Mitochondrial Diseases

Adeline Flores, Chet Peterson, Taylor Ross

Description of Mitochondrial Disease

Mitochondria is responsible for creating more than 90% of energy needed for the body to keep growing and sustain life

Mitochondrial Diseases result from the failure of the mitochondria

Mitochondria is present in every cell except red blood cells

Mitochondrial Disease primarily affects children, but the disease in adults is becoming more common

Mitochondrial Disease causes the most damage to the cells in the brain, liver, skeletal muscles, kidney, the endocrine system and respiratory system

Types, Causes, Symptoms, and Other Potential Cures

Types of Mitochondrial Diseases

Alpers Disease

Complex 1 Deficiency

Complex 2 Deficiency

Complex 3 Deficiency

Complex 4 Deficiency/COX Deficiency

Complex 5 Deficiency

Leigh Disease/Syndrome

Luft Disease

Mitochondrial Cytopathy

Mitochondrial Myopathy
Pearson Syndrome

Respiratory Chain

Causes of Mitochondrial Diseases

Causes of mitochondrial diseases are genetic deficiencies, and long term nutritional loss. Once genes have been passed, it builds our bodies with traits carried from our parents along with any deficiencies and mutations. This means that the gene can go along the line from one person to another but can affect each person a different way. They are not caused by anything a person does and it is not contagious.

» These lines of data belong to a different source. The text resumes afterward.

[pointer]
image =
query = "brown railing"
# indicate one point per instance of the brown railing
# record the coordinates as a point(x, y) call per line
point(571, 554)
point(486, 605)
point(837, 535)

Symptoms of Mitochondrial Diseases

There are many symptoms an undiagnosed patient can experience. Some of the most common symptoms are; hearing loss, muscle weakness, cramping, and pain, seizures, trouble with coordination and balance, exercise intolerance, and learning deficits. This is because nerves and muscles cells have a high need of energy, but due to the fact that cells are lacking mitochondria, leads to complications such as these along with other heart, liver, and internal problems and malfunctions.

Recent Research for Potential Cures of Mitochondrial Disease

  • There are no recent potential cures for Mitochondrial Diseases.
  • You can take vitamins and supplements
  • If the disease affects motor skills physical therapy can be taken
  • Treatments can be tailored to meet the patient’s needs
  • Treatments may be effective enough to delay or stop the progression of the disease
  • Effectiveness of the treatment can vary, depending on the severity of the disorder

Careers in Regards to Mitochondrial Diseases

Doctors, Pediatricians, Neurologists, Geneticist, Medical Directors, Gerontologists, Anesthesiologist.

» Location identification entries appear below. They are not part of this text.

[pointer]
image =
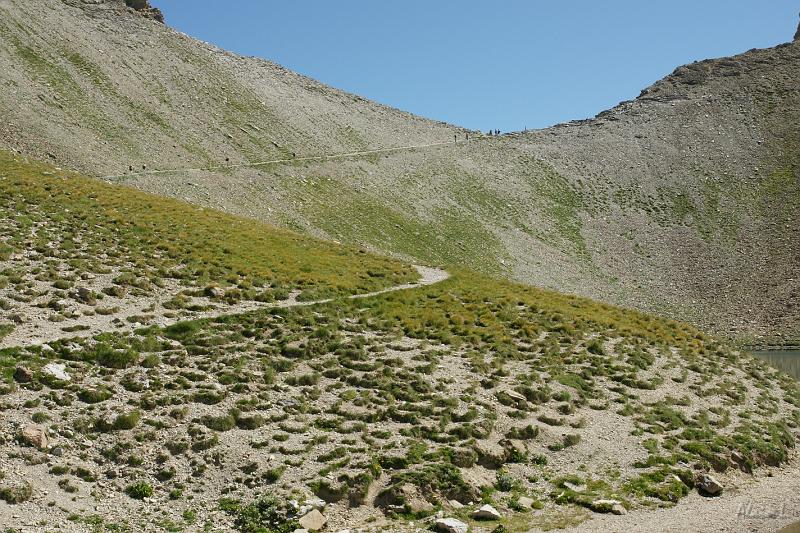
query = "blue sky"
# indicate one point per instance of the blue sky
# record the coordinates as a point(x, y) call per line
point(506, 64)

Living with a Mitochondrial Disease

Paralympian Joe Wise

How can we support someone who is/has been impacted by mitochondrial diseases?

You can help by donating to the United Mitochondrial Disease Foundation which promotes research and education for the diagnosis, treatment, and cure of mitochondrial disorders and to provide support to affected individuals and families.